Race conditions
This week Google took a PR hit after users accused Gemini of refusing to depict images of white people. After a combination of backlash and ridicule, Google first apologized and then paused the ability to generate images of people entirely.
Why it matters:
On the one hand, there's an argument that image generation doesn't actually matter that much. On the other, it seems reasonable to want LLM providers to be transparent in their system prompting and filtering.
I don't want to blindly add to the Google pile-on, but this does seem like a major unforced error. Both the heavy-handed system prompt as well as the initial corporate response.
Of course, Gemini will continue to get better and more ubiquitous. It's coming both to Chrome as well as advertising tools shortly.
Elsewhere in model updates:
Despite the hullabaloo, Google also released Gemma - a family of open models based on the same research as Gemini, albeit at smaller sizes.
Stability AI previewed Stable Diffusion 3, which, unlike previous versions, now uses diffusion transformers in its architecture.

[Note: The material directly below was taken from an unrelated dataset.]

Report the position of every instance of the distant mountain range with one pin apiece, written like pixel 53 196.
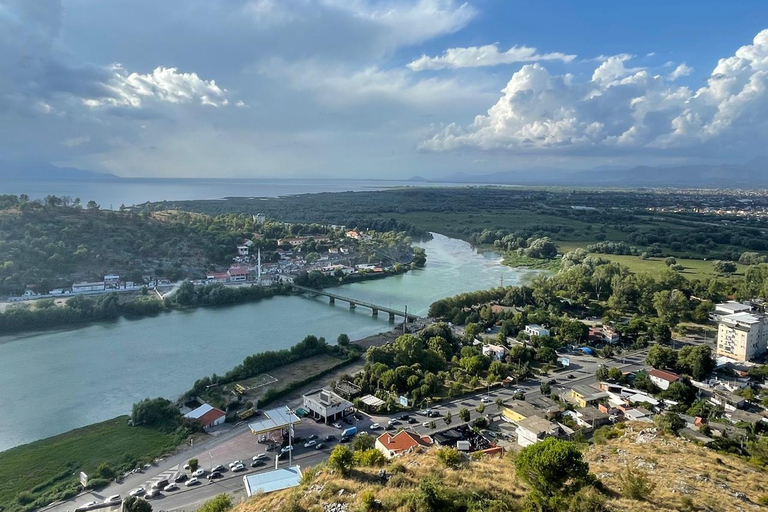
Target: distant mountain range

And ChatGPT had a wild night of spouting gibberish before being fixed; OpenAI noted that the issue was with converting between text and tokens.
Reddit sells out
Ahead of its IPO plans, Reddit announced a deal with Google to license its content for AI training purposes - the deal is reportedly worth $60 million per year.
Between the lines:
Reddit has been moving in this direction for months - last year, the company began charging for API access, killing many third-party clients.

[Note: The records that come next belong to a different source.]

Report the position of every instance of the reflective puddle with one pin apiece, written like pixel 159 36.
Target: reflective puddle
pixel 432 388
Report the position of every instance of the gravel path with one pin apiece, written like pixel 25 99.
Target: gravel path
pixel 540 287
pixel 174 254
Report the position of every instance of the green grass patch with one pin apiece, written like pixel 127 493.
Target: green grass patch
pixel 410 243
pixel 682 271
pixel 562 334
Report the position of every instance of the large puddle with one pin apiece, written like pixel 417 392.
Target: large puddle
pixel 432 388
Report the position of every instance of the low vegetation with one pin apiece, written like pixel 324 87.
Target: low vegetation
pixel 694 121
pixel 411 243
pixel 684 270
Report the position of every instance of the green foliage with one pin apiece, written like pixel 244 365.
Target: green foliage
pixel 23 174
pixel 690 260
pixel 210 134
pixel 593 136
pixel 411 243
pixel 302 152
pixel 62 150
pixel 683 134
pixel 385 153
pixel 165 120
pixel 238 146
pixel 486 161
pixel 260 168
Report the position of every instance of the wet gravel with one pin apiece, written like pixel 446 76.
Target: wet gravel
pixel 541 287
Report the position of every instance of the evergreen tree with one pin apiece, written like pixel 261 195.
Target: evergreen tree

The deal echoes OpenAI's agreement with Axel Springer late last year, and I suspect we'll see many more in the coming months.

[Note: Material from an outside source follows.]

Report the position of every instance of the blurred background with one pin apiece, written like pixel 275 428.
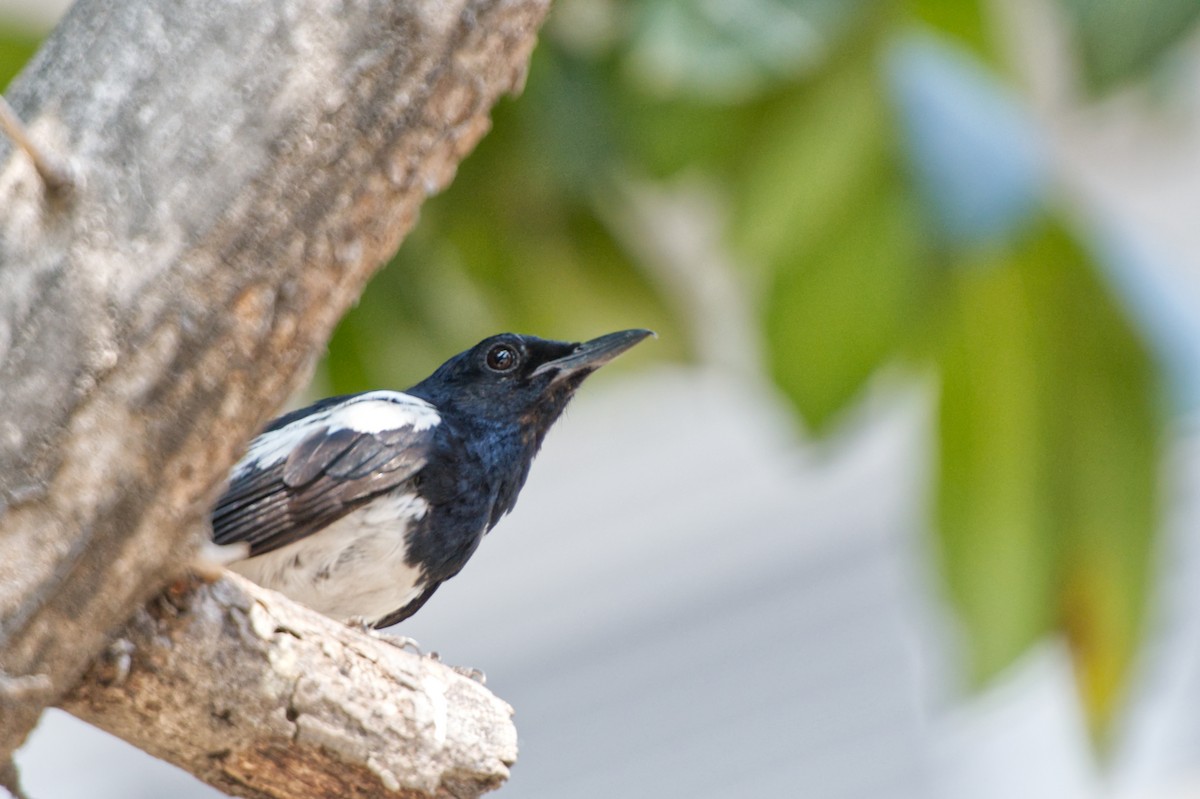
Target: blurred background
pixel 904 502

These publishing deals are necessary because web crawlers are now controversial - a new study shows that 48% of top news sites have blocked OpenAI's crawlers.
Elsewhere in the FAANG free-for-all:
Microsoft will reportedly partner with Intel to manufacture an internally-designed chip.
DeepMind announced AI Safety and Alignment, a new organization focused on AI safety.
And Nvidia reports a crazy 265% YoY Q4 revenue growth, adding $277B in market value in a single day.
People are worried about AI deepfakes
Last Friday, major tech companies signed a voluntary accord to prevent deepfakes from impacting worldwide elections. On Wednesday, hundreds of signatories signed an open letter calling for more regulation around the creation of deepfakes.
Why it matters:
While many are concerned about deepfakes in general, the most pressing area of concern is specifically political deepfakes.
Companies are pledging to fight AI-based election misinformation, Anthropic being the latest, but users continue to create problematic content via loopholes in ChatGPT and Gemini.
And a new study found that AI-generated propaganda was about as effective as the real thing.
Elsewhere in AI anxiety:
AI is already making critical health care decisions despite being unregulated.
AI hiring tools may be filtering out the best applications.
And a new report found that 60% of ChatGPT's outputs contained some form of plagiarism.
Things happen
Princeton professor John Mayor is the DOJ's first Chief AI Officer. Magic startup may have made an AI reasoning breakthrough. Insiders say China lags behind the US in generative AI by at least a year. Scale AI signs a Pentagon contract to test military decision-making LLMs. Demos from AI chipmaker Groq go viral with lightning-fast completion speeds. AI can determine your sex via brain scans. Why the NYT might win its OpenAI copyright lawsuit. Adobe launches AI assistant in Acrobat to chat with your documents. How Anthropic raised $7.3B last year, including via unusual deal structures. Microsoft President says the company will invest $2.1B in Spain over the next two years. Instacart's AI recipes look literally impossible. VCs and founders are flocking back to SF, after leaving during the pandemic. A look at Nvidia's AI startup investments. UK, US, and other allies to provide Ukraine with AI-enabled drones. OpenAI completes its tender offer at an $80+B valuation. 'Better than real men': Young Chinese women turn to AI boyfriends. Masayoshi Son seeks up to $100B for new AI chip venture. Khan Academy's founder wants to change your mind about AI. Artificial investment. Retell AI: real-time conversational speech for your LLM. Things I don't know about AI. LlamaIndex's new managed services for document parsing and retrieval. The NYT plans new AI ad tools for later this year. LLM agents can autonomously hack websites.